We’re living in interesting times. You never know. The publishing world could look very different in a year or two.


  1. As an author and small publisher, I have trouble imaging why I should be afraid of anything the Big Six publishers might do. In fact, I’d be delighted to see more colluding and raising of ebook prices. The higher their prices are, the better my prices will sell. Give us more $50 ebook bestsellers. The more the better.

    Each of the major publishers taken separately has been more than a little clueless about what the new digital technologies mean. That’s why Amazon is beating the socks off them. Combined and conspiring, they’re likely to be even more foolish. I hate to see Amazon winning, but I do think the major publishers, stuck in one business model for so long, need a long string of failures before they’ll wake up and change enough to give Amazon trouble.

    Keep in mind that digital books are probably the freest market in human history. My modest titles get the same online shelf space as a mega-novel from a giant publisher. And if a book I publish takes off, sales can jump from one-a-day to a hundred-thousand-a-day without my doing a thing. Amazon and Apple servers can easily handle the increase. That’s not even remotely true with paper. In the print world, it would be extremely difficult for me to handle the costs and risks that come when a modestly selling POD title becomes a runaway bestseller.

    It’s also true that many of our problems stem from the obsession many publishers have with making the generic, NYT-like bestseller lists, hence all their schemes to contrive higher rankings.

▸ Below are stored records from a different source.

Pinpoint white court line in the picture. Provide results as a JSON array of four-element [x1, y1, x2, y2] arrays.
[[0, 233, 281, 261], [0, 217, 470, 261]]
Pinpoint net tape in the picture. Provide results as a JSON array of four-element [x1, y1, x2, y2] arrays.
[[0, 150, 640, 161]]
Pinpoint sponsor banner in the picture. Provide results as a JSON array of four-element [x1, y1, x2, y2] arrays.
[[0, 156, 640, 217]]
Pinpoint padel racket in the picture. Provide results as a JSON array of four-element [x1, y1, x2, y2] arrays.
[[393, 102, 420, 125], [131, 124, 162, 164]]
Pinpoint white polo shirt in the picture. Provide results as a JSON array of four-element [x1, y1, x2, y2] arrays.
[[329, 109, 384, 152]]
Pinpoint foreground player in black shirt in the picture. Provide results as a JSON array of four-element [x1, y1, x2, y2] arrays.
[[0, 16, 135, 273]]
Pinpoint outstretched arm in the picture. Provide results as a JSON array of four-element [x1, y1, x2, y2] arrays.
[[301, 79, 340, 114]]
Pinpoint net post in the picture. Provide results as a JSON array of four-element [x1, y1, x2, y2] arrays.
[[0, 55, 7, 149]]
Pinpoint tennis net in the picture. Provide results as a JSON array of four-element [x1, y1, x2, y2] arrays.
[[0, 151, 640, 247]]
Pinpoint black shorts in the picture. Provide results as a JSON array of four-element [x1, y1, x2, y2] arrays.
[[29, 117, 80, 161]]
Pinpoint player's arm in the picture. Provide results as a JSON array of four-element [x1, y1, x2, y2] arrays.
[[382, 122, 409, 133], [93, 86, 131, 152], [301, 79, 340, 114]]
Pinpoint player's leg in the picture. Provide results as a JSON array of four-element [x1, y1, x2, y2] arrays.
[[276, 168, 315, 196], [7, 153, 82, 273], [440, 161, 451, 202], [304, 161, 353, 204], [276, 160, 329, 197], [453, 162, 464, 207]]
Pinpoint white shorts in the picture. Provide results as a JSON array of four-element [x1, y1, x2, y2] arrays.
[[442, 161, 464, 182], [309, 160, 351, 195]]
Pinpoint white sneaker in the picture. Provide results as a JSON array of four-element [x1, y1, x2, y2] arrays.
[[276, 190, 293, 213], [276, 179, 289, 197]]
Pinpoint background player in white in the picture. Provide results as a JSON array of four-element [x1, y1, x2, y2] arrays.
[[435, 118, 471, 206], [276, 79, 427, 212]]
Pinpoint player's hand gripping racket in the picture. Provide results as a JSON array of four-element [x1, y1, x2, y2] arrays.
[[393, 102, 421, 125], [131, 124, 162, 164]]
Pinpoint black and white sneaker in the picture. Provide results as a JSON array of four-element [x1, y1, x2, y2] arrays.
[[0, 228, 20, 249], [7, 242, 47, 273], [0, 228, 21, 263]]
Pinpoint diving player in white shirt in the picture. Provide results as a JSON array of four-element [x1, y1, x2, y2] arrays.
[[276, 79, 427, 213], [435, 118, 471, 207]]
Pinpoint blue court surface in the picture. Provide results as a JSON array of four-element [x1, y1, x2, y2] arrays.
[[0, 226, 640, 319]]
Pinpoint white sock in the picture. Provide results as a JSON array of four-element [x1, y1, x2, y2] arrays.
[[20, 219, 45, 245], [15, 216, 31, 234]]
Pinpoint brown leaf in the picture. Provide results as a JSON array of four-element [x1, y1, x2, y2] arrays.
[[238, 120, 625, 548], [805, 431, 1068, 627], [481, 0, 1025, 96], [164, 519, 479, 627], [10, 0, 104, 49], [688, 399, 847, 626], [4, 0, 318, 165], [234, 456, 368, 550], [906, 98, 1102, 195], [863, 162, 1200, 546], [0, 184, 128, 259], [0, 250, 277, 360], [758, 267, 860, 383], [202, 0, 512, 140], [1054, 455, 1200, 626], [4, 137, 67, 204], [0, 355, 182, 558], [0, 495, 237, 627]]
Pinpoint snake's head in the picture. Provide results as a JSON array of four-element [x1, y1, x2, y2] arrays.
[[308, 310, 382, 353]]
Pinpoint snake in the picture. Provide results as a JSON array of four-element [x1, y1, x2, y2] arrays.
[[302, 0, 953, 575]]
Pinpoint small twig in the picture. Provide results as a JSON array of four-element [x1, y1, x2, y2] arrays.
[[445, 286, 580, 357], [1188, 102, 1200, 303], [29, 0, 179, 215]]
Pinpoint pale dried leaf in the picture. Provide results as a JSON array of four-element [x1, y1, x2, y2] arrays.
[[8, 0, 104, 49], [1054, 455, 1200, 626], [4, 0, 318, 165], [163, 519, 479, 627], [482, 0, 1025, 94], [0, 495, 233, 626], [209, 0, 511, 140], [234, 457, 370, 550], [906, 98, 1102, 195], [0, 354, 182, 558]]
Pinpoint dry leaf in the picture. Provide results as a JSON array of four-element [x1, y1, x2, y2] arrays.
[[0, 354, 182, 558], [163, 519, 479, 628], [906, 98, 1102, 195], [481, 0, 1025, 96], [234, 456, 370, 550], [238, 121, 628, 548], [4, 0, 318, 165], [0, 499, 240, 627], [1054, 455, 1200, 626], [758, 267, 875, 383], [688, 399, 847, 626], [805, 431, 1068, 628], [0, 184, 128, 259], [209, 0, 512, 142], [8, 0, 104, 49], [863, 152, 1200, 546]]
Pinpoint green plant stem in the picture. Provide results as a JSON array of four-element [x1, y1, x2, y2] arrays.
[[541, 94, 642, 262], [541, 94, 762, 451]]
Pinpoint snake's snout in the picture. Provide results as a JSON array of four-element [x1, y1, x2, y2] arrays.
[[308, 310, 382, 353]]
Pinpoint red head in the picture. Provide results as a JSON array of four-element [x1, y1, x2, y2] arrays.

The result isn’t impressive.

    There are major bestsellers that are so awful, they’re only useful as toilet paper–and I joke not. In the last couple of years I’ve started a couple and quickly abandoned them. Much of their success, I could tell, hinged on catering to the bigotries, stupidities and stereotypes of a certain sort of ill-informed reader–essentially people who read a lot because they’ve never done enough with their lives to understand how the world works.

    It’d be much better if the find-a-good-book market wasn’t be distorted by just-count-the-sales ranking and driven by the tastes of the nothing-else-to-do ill-informed. For that, we need rankings created by various reader interest groups, such as those interested in both fiction and non-fiction about the Civil War. That list would give interested people a way to discover good books on that topic. Reading good books would then teach them the difference between good and bad historical fiction.

    I like what you said about sales ‘over time’ mattering more. I’ve always tried to write and publish with that in mind. My latest two books are based on when I worked at a major children’s hospital over 30 years ago, but their themes are timeless. Issues of death and dying, particularly in children, never change.

    So are events in history that shape our lives today in profound ways. The one I’m editing now is reworking parts of a successful but long and complex nineteenth century adult novel about the Reconstruction South into a shorter and moving young adult novel with a theme that’ll matter for generations of teens. Lily’s Ride will be an exciting tale of a young girl who rides through the night to intercept her father and warn him that a large contingent of mounted Klansmen plans to intercept and kill him.

    Whether it makes the bestseller lists or not, that’ll always be a great story.

    –Michael W. Perry, My Nights with Leukemia: Caring for Children with Cancer

  2. I read this post earlier by Rusch and been trying to figure it out. I feel like it’s something not as severe as she was speculating things might be.

    However, she did make some interesting points and definitely opens eyes a little bit in her posts.

    I certainly don’t buy all my books when things come out. Although, I keep a reminder that this is book I want to read.